However, to propose that American nuclear capability is needed to deter Saddam Hussein-like leaders is an argument that supports proliferation. If we require this capability, how do we respond to states across the globe facing aggressive neighbors with suspected weapons of mass destruction or superior conventional force capabilities?

In recent years, many prominent American security experts have come around to the view that the risk to the United States of maintaining nuclear weapons is far greater than the potential military advantage in possessing them. Last summer, Gen. Charles Horner, then on active duty as chief of the U.S. Space Command, referred to nuclear weapons as “obsolete” when confronting rogue nations. He said, “There are some people that will be deterred by the fact that we have nuclear weapons . . . But those people are the folks we can deal with anyway” through conventional military power. In “Fifty Years From Trinity,” the report of the Commission on the U.S. Nuclear Posture (published recently by the Lawyers Alliance for World Security), Gen. Andrew Goodpaster, former supreme allied commander in Europe, makes essentially the same point, stating: “If we look at the capabilities of our conventional arms, it is rather difficult to make the case that resort to nuclear weapons in response to [weapons of mass destruction] attacks would be necessary.”

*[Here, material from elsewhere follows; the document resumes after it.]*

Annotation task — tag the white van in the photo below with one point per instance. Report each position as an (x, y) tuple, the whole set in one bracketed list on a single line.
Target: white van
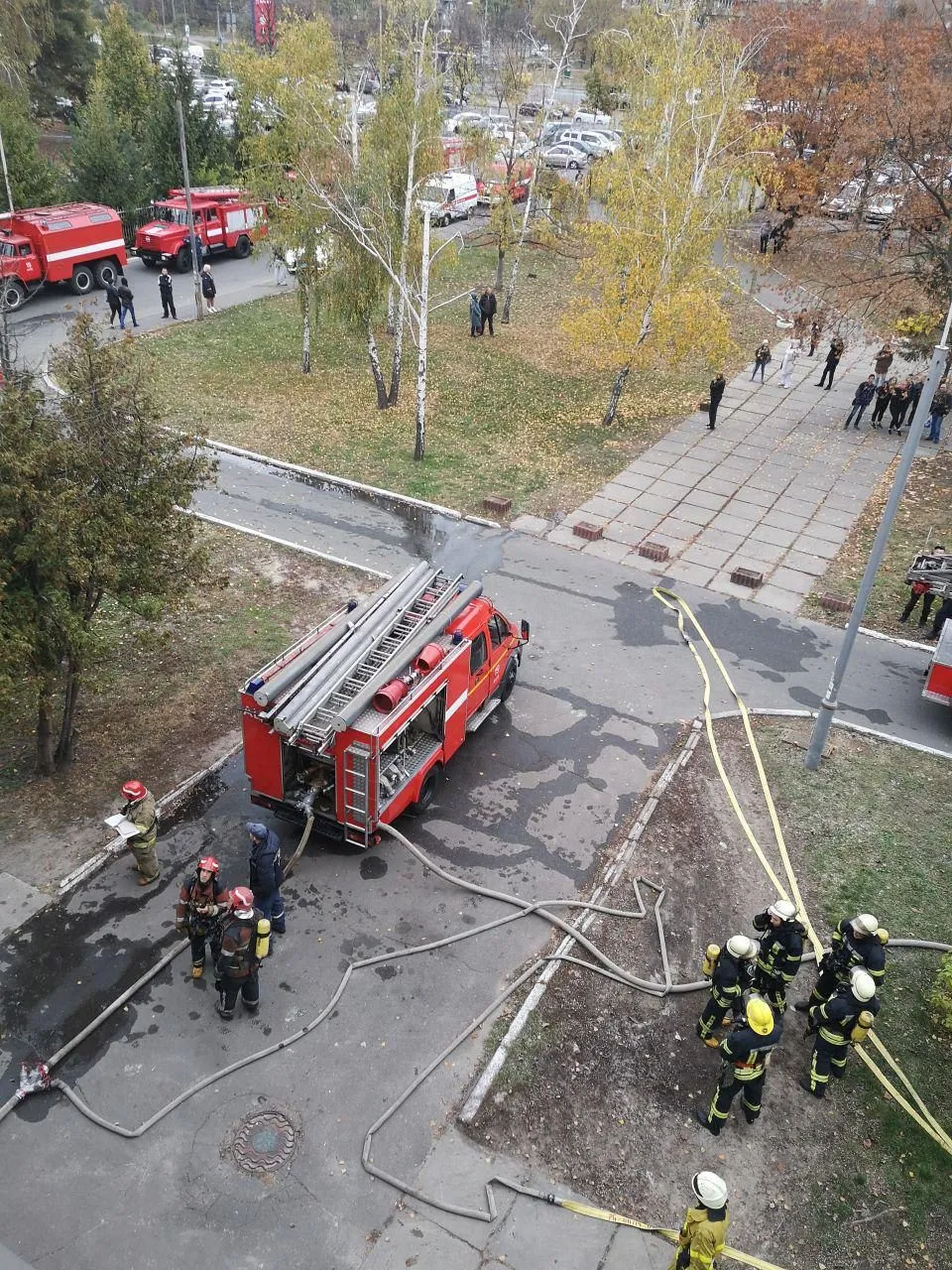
[(449, 195)]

More and more experts accept the view that basic changes in our approach to nuclear weapons are needed. I see at least three alternative nuclear futures from which to choose. The first was supported by the Clinton Administration last September: a continuation of the present strategy of extended deterrence, limiting the United States and Russia to 3,000 to 3,500 strategic warheads as agreed upon by Presidents Yeltsin and Bush. The second option would be for the United States and Russia to move to a minimum deterrent posture of 1,000 to 2,000 warheads, a proposal supported by a report of the National Academy of Sciences. The third, which I strongly advocate, would be to return, insofar as practicable, to a non-nuclear world. “Insofar as practicable” refers to the necessity of maintaining protection against the covert acquisition of nuclear weapons by terrorists or nations violating the nuclear disarmament agreements.

In the final statement of the 1995 conference to extend the non-proliferation treaty, the United States reaffirmed language that requires progress toward eventual nuclear disarmament. Implementation of this provision by the five nuclear powers (the United States, Russia, Britain, France and China) would strengthen international confidence in global non-proliferation efforts. It would also make multilateral action against nuclear cheaters more acceptable and a rollback of Indian, Pakistani and Israeli nuclear capabilities more attainable. American security would be a big winner.

The end of the Cold War presents an opportunity to break out of the mind-set that has guided U.S. nuclear strategy for nearly 50 years. Do we dare accept it? I am confident that we can indeed put the nuclear genie back in the bottle. If we fail, there is a risk--to me unacceptable--that the 21st Century will witness a nuclear holocaust.